CEI believes the politics surrounding accountability have reinforced a wide and oversimplified gap that dominates public narrative and distracts from focus on robust school quality or continuous improvement. We are committed to lifting up local efforts of district/community leaders implementing deep work to inform state-level learning, and to cultivating new partnerships that increase engagement and interest of key stakeholders to advance forward-thinking policy proposals in the next two years. 

EDNIUM Co-Founder and Executive Director TeRay Esquibel believes it’s time for a shared positive vision about school accountability and what it means for Colorado’s youth.

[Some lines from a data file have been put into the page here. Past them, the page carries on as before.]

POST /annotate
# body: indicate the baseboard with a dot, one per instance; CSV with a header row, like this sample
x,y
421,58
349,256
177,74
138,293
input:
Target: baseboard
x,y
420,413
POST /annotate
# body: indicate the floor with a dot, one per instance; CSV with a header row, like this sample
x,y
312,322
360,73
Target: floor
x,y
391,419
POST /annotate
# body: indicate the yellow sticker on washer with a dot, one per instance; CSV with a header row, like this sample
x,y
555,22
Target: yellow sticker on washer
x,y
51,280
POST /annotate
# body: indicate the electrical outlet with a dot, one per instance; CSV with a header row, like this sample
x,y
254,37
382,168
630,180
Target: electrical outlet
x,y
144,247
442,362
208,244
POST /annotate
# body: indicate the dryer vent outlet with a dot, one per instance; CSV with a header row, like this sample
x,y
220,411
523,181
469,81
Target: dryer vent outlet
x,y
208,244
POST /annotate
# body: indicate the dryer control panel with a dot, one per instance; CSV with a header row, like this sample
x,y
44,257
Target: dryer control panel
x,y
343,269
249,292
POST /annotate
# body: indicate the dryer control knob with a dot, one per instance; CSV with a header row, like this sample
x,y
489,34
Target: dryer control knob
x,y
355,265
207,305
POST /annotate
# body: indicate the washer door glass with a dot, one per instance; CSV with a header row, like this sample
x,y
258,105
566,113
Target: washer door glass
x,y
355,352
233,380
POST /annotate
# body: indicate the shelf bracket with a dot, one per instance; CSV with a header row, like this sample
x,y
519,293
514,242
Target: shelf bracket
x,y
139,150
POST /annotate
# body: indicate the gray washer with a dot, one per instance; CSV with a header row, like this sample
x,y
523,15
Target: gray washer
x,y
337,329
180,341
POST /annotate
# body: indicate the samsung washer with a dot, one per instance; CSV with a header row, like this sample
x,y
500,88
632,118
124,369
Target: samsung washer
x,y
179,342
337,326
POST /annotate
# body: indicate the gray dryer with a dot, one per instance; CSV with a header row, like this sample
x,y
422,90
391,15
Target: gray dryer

CEI’s Accountability Work 

  • CEI published a series of white papers on accountability redesign, followed by two statewide summits in 2018 and 2019 on the topic of What is Quality and Who Decides? Each event brought together state policy makers, local leaders, and advocacy organizations.
  • This work contributed to legislation for a Local Accountability Systems Grant (SB 19-204) to support and learn from local pilots, with CEI then chosen to facilitate the statewide learning network through 2021. You can see emerging lessons from this work in our recent newsletter and corresponding videos on CDE’s website.
  • We launched Future Ready Families to empower parents and caregivers as engaged partners in their child’s education and development. The concept builds growing recognition in COVID that many parents do not get information they need to understand, support, and advocate for their student’s learning, especially as it relates to relationships, learning development, and assessment, and that the time is right and overdue for family support and demand-creation in these areas.  

Throughout 2021-22, we will build implementation support for quality measures; lead discussions around community and family definitions of school quality; and create structures and partnerships necessary to build momentum and advance the work.